Dzień dobry,
w temacie gramofonów jestem laikiem, a przyszły teściu poprosił mnie, żebym mu wybrał zestaw. Kluczowym wymaganiem u niego jest to, aby mógł słuchać gramofonu na słuchawkach bezprzewodowych. Audiofilem nie jest, po prostu ma winyle z lat młodości których chciałby móc posłuchać.
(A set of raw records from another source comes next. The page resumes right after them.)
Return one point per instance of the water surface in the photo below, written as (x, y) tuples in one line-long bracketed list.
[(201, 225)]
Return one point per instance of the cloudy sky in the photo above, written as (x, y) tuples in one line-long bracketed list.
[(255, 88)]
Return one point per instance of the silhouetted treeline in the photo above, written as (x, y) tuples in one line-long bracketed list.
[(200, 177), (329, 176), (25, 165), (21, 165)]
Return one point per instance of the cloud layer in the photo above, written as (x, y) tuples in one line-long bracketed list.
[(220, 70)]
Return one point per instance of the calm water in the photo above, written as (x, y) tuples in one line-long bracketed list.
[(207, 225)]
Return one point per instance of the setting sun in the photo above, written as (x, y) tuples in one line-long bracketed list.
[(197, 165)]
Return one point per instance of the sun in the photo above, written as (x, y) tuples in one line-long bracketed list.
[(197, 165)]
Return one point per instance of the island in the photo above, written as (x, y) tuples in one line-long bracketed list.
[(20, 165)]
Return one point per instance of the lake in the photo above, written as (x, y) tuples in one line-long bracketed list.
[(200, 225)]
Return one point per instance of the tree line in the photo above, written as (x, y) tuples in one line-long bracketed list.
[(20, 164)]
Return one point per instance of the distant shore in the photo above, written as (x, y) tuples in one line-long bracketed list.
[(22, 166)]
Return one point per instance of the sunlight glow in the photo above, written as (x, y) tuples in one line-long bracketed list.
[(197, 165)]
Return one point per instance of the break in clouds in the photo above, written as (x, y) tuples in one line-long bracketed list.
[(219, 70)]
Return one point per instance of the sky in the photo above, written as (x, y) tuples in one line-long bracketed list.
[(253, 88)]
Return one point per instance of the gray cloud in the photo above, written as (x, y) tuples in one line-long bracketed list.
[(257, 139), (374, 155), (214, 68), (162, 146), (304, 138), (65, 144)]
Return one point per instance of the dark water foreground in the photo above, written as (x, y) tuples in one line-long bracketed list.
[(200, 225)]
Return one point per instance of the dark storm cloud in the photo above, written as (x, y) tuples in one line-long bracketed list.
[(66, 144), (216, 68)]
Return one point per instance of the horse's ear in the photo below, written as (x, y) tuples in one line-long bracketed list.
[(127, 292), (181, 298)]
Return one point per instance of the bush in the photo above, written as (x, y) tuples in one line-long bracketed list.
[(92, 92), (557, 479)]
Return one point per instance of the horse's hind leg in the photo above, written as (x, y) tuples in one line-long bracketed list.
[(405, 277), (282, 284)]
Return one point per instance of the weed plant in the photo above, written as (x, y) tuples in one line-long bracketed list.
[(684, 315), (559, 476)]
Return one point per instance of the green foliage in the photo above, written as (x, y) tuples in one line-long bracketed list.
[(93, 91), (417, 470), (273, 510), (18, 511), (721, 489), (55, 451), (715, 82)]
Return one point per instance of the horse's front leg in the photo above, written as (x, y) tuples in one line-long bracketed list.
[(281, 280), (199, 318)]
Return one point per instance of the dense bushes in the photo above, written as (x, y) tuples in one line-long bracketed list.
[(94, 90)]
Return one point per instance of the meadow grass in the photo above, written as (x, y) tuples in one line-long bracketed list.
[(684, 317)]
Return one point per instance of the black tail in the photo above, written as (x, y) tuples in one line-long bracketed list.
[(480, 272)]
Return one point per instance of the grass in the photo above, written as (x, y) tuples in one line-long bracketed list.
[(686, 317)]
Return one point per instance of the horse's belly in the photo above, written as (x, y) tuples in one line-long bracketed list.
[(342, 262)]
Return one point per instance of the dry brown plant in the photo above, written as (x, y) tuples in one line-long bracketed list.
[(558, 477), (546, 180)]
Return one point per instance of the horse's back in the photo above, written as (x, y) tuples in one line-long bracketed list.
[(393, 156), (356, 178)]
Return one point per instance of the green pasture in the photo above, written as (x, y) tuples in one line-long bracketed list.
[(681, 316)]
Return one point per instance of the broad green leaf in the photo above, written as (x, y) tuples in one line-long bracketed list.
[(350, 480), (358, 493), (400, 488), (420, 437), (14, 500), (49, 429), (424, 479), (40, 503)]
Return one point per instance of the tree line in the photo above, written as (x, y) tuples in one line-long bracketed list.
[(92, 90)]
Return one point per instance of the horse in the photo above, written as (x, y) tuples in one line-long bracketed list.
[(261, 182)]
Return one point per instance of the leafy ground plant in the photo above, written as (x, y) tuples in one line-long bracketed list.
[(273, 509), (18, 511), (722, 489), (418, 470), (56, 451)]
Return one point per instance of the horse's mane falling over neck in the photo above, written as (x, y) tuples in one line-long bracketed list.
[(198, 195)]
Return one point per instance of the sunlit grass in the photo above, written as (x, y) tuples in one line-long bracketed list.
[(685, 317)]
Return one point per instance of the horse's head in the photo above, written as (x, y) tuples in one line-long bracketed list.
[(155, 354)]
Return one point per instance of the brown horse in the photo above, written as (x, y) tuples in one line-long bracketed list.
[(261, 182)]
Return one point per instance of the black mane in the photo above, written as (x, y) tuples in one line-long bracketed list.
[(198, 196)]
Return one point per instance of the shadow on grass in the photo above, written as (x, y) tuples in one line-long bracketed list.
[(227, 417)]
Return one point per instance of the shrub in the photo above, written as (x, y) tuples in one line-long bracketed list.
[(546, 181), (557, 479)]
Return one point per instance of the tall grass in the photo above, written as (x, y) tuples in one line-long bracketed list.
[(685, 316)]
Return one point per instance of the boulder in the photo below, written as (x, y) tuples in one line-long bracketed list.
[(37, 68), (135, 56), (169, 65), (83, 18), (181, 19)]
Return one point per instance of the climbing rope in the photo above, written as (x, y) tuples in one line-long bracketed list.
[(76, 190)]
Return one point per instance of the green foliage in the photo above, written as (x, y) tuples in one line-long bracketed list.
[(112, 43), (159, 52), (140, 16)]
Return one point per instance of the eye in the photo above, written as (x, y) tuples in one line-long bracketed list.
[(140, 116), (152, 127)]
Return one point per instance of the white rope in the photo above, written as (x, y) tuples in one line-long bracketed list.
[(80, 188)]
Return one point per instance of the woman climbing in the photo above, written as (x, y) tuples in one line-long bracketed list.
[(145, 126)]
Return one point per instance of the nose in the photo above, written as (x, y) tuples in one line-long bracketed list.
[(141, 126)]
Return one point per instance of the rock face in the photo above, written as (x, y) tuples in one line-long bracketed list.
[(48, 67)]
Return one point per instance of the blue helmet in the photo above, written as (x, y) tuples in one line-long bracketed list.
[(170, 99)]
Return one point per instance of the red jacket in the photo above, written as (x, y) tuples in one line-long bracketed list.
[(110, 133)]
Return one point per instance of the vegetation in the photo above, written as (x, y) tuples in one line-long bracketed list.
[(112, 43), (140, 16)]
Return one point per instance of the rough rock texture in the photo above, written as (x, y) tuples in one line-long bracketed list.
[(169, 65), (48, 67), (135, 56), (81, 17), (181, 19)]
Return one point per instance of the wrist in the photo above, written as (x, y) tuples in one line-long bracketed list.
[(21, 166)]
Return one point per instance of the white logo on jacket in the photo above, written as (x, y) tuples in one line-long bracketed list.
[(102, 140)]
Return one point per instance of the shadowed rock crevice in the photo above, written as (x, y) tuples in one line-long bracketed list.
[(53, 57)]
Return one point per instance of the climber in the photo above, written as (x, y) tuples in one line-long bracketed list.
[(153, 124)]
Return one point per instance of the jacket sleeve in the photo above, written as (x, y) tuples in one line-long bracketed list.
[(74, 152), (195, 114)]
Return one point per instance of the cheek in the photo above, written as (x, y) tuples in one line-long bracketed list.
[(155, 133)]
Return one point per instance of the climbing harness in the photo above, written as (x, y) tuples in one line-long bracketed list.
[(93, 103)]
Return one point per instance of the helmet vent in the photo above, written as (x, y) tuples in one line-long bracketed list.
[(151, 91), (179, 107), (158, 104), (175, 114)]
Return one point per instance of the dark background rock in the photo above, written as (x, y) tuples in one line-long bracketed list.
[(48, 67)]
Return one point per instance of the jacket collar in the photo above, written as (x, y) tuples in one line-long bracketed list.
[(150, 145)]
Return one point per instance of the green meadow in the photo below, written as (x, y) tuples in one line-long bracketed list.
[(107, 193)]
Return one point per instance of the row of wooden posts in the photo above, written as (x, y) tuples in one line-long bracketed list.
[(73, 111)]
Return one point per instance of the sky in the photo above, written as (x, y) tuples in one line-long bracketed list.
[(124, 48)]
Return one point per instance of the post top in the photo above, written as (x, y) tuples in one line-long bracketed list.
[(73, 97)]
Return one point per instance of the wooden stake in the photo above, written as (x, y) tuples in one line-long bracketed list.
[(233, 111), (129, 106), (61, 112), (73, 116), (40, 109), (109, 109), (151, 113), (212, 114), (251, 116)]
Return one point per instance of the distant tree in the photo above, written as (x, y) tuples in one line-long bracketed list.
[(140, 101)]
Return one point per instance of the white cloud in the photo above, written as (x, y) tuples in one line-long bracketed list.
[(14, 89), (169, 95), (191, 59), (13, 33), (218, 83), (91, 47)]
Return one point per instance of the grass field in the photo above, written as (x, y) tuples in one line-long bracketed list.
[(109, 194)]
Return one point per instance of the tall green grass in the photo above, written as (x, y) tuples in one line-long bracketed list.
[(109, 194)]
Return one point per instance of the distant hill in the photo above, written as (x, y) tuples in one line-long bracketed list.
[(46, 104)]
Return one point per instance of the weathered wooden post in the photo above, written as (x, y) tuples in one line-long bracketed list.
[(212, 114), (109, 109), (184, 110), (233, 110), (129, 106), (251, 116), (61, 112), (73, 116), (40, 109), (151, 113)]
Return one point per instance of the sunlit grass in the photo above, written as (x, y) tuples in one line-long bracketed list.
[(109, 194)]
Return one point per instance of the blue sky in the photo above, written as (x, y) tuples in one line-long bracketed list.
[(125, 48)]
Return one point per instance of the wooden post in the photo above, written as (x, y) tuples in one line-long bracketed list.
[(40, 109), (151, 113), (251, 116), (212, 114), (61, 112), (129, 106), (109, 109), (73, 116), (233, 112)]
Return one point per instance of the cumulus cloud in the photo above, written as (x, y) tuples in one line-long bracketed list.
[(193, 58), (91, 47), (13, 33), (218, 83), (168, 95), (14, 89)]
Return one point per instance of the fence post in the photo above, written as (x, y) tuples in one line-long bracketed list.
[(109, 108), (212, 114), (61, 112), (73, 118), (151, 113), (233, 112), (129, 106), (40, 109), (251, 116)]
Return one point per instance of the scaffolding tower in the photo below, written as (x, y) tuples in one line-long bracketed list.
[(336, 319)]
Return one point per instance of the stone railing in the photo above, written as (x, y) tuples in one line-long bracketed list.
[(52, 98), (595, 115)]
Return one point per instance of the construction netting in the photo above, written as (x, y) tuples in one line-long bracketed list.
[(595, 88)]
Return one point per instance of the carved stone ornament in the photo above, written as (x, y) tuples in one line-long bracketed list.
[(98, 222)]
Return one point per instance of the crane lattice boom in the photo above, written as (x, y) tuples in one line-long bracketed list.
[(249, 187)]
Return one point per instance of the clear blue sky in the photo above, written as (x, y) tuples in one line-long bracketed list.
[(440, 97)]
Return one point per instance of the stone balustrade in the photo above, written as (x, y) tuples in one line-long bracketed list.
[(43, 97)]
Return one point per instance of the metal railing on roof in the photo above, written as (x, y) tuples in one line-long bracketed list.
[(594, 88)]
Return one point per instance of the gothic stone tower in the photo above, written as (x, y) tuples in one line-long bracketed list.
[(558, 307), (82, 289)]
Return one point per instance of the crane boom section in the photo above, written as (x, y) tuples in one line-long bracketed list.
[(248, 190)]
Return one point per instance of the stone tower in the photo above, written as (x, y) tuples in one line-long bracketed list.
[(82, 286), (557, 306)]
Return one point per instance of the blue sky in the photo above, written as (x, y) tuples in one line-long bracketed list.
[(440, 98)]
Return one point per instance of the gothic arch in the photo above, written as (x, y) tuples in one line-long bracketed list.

Tutaj chciałbym postawić pytanie:
Czy wystarczy, gramofon z funkcją łączenia bluetooth i słuchawki bezprzewodowe, czy jest potrzebne coś jeszcze "pomiędzy" nimi? Wiem, że w normalnych warunkach należy mieć odpowiedni wzmacniacz lub aktywne głośniki, ale czy tak jest w przypadku słuchawek bezprzewodowych? Chce uniknąć sytuacji w której kupię i przywiozę mu sprzęt, a potem okaże się, że ze słuchania nici, bo muszę coś dokupić.
Interesujący mnie sprzęt to:
-Gramofon AUDIO-TECHNICA AT-LP120XBT-USB
-Słuchawki nauszne SENNHEISER HD 450BT
Myślicie, że taka kombinacja zadziała, czy czegoś tutaj zabraknie? Oba urządzenia obsługują ten sam rodzaj codeców BT.
Pozdrawiam z góry dziękuję za podzielenie się wiedzą.